TCP sequence number randomization needs to be disabled for some websites
Teleporter
Newbie ✭
I have customers who report that suddenly some websites (banks and one mobile network provider) are not accessible any more. If I switch the setting "enable TCP sequence number randomization" to off, the websites can be accessed again.
Can someone explain what could be the cause for this? There were reports in the newspaper that some banks have suffered DDoS attacks just about when I saw this issue for the first time, but that probably doesn't make any sense?
Category: Entry Level Firewalls
0
Answers
Obviously, we upgraded all those firewalls to the latest version recently.
Saw a similar issue recently with accessing Vodafone management portal. My guess this is some security feature in a WAF product somewhere. Bug or not? I am not sure.
Amusingly enough, this Sonicwall KB article implies that if other devices use sequence number randomisation, the Sonicwall might perceive it as a problem :)
https://www.sonicwall.com/support/knowledge-base/dropped-packets-because-of-invalid-tcp-flag/170504420448221
To expand on Arkwrights reply: Some implementations of firewalls will be more sensitive to things like sequence randomization.

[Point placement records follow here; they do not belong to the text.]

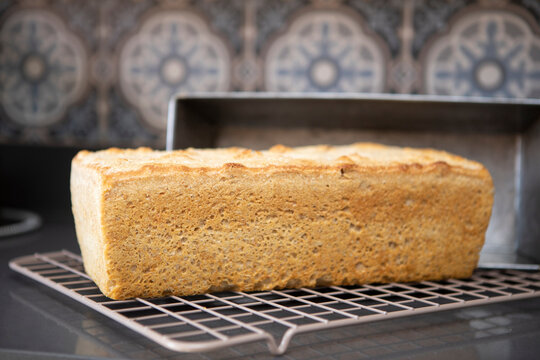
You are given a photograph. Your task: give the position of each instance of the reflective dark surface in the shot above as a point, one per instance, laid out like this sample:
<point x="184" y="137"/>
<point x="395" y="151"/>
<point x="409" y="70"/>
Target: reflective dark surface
<point x="38" y="322"/>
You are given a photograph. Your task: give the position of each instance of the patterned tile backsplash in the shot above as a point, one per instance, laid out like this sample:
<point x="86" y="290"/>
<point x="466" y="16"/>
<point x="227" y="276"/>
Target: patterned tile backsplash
<point x="99" y="73"/>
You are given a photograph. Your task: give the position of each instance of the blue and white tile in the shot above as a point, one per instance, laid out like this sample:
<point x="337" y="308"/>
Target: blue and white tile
<point x="174" y="51"/>
<point x="486" y="53"/>
<point x="42" y="68"/>
<point x="325" y="51"/>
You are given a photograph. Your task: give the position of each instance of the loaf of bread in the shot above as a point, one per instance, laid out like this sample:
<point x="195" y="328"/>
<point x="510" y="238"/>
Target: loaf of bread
<point x="153" y="223"/>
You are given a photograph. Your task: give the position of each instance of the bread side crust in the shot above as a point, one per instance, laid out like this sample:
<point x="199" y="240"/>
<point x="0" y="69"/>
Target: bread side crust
<point x="174" y="229"/>
<point x="86" y="185"/>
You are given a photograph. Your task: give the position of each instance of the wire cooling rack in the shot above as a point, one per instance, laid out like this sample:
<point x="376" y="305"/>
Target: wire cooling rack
<point x="212" y="321"/>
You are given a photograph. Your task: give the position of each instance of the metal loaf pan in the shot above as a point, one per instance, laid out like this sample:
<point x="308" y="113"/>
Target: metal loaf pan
<point x="503" y="134"/>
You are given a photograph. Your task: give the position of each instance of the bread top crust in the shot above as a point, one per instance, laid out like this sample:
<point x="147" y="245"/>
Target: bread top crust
<point x="356" y="157"/>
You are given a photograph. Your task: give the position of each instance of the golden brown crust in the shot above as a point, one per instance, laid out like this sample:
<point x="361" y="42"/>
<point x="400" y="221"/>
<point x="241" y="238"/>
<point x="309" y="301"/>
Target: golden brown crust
<point x="194" y="221"/>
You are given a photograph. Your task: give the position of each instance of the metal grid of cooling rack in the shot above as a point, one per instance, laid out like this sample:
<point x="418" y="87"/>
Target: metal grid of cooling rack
<point x="212" y="321"/>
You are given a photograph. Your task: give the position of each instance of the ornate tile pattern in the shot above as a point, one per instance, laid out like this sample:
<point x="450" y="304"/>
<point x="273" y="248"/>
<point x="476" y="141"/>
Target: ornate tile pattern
<point x="173" y="52"/>
<point x="324" y="51"/>
<point x="488" y="53"/>
<point x="98" y="74"/>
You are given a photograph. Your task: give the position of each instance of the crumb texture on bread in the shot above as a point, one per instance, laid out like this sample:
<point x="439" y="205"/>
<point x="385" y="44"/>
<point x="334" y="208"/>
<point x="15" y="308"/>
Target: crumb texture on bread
<point x="153" y="223"/>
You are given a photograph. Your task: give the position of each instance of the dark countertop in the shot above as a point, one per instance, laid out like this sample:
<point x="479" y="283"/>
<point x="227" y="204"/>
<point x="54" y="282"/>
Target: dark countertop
<point x="36" y="321"/>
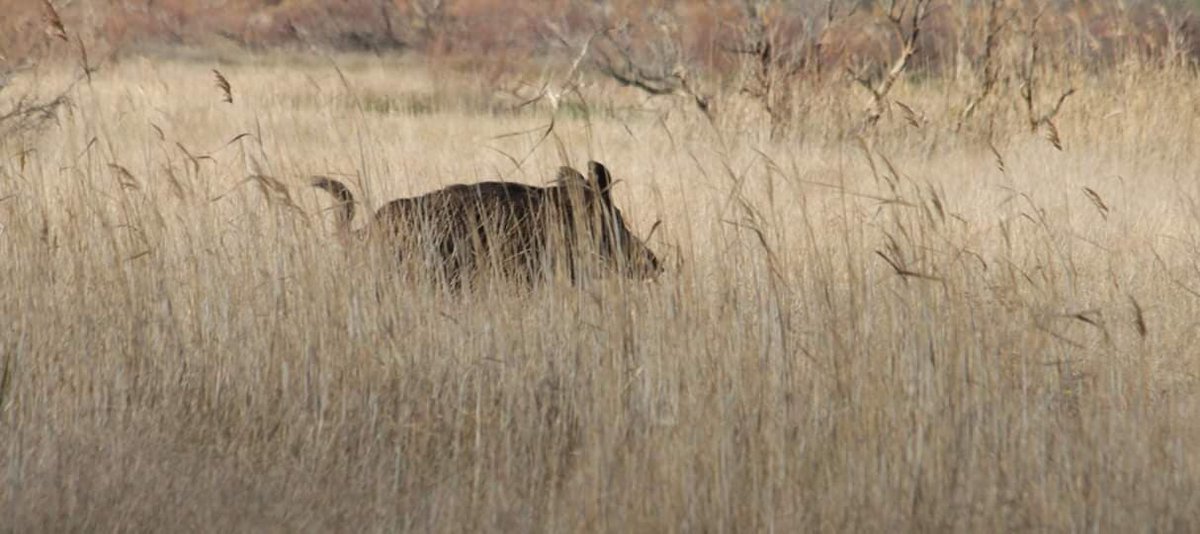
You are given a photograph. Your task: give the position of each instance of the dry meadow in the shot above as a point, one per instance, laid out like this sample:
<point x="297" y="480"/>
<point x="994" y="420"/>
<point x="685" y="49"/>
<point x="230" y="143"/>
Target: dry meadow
<point x="907" y="327"/>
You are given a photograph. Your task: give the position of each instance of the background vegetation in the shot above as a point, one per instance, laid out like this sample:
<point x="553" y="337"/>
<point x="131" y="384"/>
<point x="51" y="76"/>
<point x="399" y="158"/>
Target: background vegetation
<point x="931" y="267"/>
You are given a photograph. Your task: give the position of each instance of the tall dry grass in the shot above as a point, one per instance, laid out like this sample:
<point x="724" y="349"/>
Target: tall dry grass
<point x="906" y="330"/>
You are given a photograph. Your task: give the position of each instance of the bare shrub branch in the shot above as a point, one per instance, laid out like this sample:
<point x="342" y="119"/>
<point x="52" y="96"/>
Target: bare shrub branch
<point x="915" y="12"/>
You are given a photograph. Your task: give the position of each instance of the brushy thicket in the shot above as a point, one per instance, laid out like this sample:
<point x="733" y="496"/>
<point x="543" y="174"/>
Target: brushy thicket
<point x="961" y="300"/>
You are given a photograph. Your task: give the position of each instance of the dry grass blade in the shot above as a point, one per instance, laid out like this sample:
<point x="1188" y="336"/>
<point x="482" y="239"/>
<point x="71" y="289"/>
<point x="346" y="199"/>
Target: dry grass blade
<point x="1097" y="202"/>
<point x="223" y="85"/>
<point x="53" y="22"/>
<point x="1000" y="159"/>
<point x="1053" y="135"/>
<point x="124" y="178"/>
<point x="1139" y="318"/>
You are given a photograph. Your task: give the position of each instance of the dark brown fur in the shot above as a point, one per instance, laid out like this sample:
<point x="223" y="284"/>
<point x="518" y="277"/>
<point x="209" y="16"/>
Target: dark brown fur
<point x="514" y="229"/>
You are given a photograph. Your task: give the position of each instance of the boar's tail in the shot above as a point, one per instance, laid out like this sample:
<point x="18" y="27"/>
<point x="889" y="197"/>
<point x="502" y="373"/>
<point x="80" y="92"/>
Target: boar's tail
<point x="345" y="199"/>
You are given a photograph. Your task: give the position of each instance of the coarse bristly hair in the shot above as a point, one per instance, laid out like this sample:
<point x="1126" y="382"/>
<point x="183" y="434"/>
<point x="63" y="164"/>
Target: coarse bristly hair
<point x="514" y="229"/>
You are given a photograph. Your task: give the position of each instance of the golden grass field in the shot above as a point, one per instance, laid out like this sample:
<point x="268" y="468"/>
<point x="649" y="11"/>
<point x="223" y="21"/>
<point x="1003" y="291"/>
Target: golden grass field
<point x="858" y="330"/>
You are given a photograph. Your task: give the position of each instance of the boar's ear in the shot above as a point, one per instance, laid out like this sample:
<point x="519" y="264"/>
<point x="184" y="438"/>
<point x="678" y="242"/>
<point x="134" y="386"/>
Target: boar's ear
<point x="600" y="180"/>
<point x="568" y="177"/>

While it's likely part of a published spec, not every manufacturer follows specs, and not every admin keeps firmware / OS / software up to date to meet said specs.
Vent: The internet is the wild west and many don't realize how lucky we all are that its so resilient to all the constant changes. Bless the makers.
This issue is related to the TCP Sequence Number Randomization feature, which helps prevent session hijacking by randomizing TCP sequence numbers.
Some websites, particularly banks and services with strict security policies, may not handle randomized sequence numbers correctly, leading to connection failures.